Le dimensioni delle unità produttive e la proprietà contadina

Altro aspetto strutturale dell’agricoltura italiana è rappresentato dalle dimensioni delle unità produttive, delle aziende agricole. Storicamente, la struttura delle aziende agricole in Italia è estremamente frammentata, in unità di piccolissime dimensioni. Queste dimensioni molto piccole, che sono il carattere dominante della stragrande maggioranza delle aziende agricole italiane, hanno un numero ridotto di aziende molto grandi; negli anni ’50 il latifondo caratterizzava ampissime regioni dell’Italia meridionale e non solo. Si trattava di uniche proprietà e decine di migliaia di ettari di terreno, grandi come province. Un ettaro di terreno sono 10 mila m2, un quadrato di 100 mt di lato.
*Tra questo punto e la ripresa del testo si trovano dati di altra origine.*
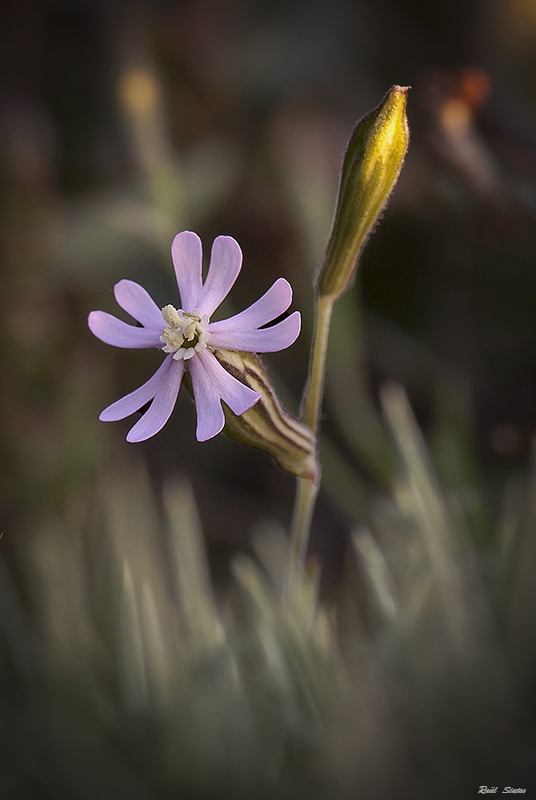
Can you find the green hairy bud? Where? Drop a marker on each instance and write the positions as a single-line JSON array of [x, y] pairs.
[[370, 170], [268, 426]]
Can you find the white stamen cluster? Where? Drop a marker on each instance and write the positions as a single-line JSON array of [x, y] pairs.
[[186, 333]]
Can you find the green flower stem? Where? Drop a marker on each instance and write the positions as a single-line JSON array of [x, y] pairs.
[[312, 401], [307, 489]]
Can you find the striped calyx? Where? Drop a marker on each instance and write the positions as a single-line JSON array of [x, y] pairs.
[[268, 426]]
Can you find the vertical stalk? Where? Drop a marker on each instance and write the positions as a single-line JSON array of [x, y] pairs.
[[312, 399], [307, 489]]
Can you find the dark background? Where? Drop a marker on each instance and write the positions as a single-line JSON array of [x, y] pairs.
[[124, 123]]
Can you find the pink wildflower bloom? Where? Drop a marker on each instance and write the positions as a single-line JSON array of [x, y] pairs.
[[189, 338]]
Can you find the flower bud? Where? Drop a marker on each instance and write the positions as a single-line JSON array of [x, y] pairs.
[[268, 426], [370, 169]]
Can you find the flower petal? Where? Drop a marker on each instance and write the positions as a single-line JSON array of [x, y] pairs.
[[137, 302], [187, 255], [114, 331], [225, 264], [162, 388], [268, 307], [266, 340], [211, 383]]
Proprietà quindi enormi gestite in maniera estensiva, con investimenti minimali, che sfruttavano in termini unitari piccole rendite che, moltiplicate per decine di migliaia di volte, diventavano rendite consistenti per i proprietari latifondisti, e rappresentavano da una prospettiva economica generale un uso inefficiente di queste risorse. Tanto meno accettabile in un contesto dove la proprietà contadina era talmente frammentata, il numero di bocce da sfamare in ogni piccolissima azienda era elevato da generare situazioni di fame vera e propria. Questa situazione aveva scatenato delle situazioni esplosive, si verificarono contrasti politici, sociali violentissimi come i moti di Reggio Calabria. Fu messo in piedi un progetto di riforma fondiaria, partito inizialmente come progetto ambizioso, doveva riguardare milioni di ettari di terreno fino a rappresentare una % dei terreni coltivati molto rilevante. Questo progetto che era spinto da alcune forze politiche, era fortemente osteggiato dai referenti politici dei proprietari terrieri; ci furono forze di spinte di controspinte significative, tanto che alla fine la legge sulla riforma fondiaria fu approvata nell’50 ma monca, tanto che gli stessi tecnici e politici che vi avevano lavorato restarono delusi, perché solo un milione di ettari di terreno fu coinvolto da questo progetto di riforma agraria, completo come disegno a livello teorico, in quanto aveva un piano di espropri, tutte le proprietà al di sopra di un certo numero di ettari che era stringente come soglia, perché le proprietà sopra i 300 ettari, poi variava da zona a zona, ma l’ordine di grandezza era qualche centinaio.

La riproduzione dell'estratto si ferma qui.